Fino a pochi anni fa, la legge non prevedeva una aggravante specifica se il suddetto reato veniva commesso in danno di persone anziane, in quanto si riteneva che l’età non poteva costituire di per sé una condizione sufficiente per l’applicazione dell’aggravante della cosiddetta “minorata difesa”; veniva, perciò, richiesto che all’avanzata età si accompagnassero ulteriori condizioni personali di indebolimento delle facoltà mentali o, quantomeno, un basso livello culturale, tali da diminuire la capacità di apprezzamento critico della realtà da parte dell’anziano.
Al contrario, con l’entrata in vigore delle disposizioni in materia di sicurezza pubblica, la circostanza aggravante della minorata difesa prevede che l’imputato debba “avere profittato di circostanze di tempo, di luogo o di persona, anche in riferimento all’età, tali da ostacolare la pubblica o privata difesa.
Pertanto, ai fini dell’applicazione della predetta aggravante, ha ora rilievo l’ età avanzata che abbia posto la vittima in una situazione di particolare vulnerabilità; sicché, quando il reato sia commesso ai danni di un anziano, il giudice dovrà verificare, se l’omesso mantenimento sia stato agevolato dalla poca lucidità o dalla incapacità della vittima di comprendere “gli eventi secondo criteri di normalità”.
Il reato scatta in automatico?
No.

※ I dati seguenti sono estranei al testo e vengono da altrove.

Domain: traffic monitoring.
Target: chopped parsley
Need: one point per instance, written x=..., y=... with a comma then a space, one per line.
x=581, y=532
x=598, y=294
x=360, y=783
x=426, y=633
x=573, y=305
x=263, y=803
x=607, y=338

Si tratta di un reato perseguibile solo a seguito di querela da parte del soggetto bisognoso il quale, invece, proprio per le particolari condizioni di fragilità fisica e psicologica in cui di norma versa, difficilmente sarà in grado di farsi parte attiva nella denuncia del fatto.
Sarebbe, quindi, opportuno che, in tali casi, un conoscente o comunque una persona vicina all’anziano, supporti quest’ultimo nella decisione di procedere o meno alla denuncia o quantomeno di richiedere una consulenza legale per sapere cose è più opportuno fare. Ove poi vi sia una vera e propria infermità mentale dell’anziano, il giudice – su richiesta del pubblico ministero – potrà nominare un curatore speciale perché formuli la querela a suo nome.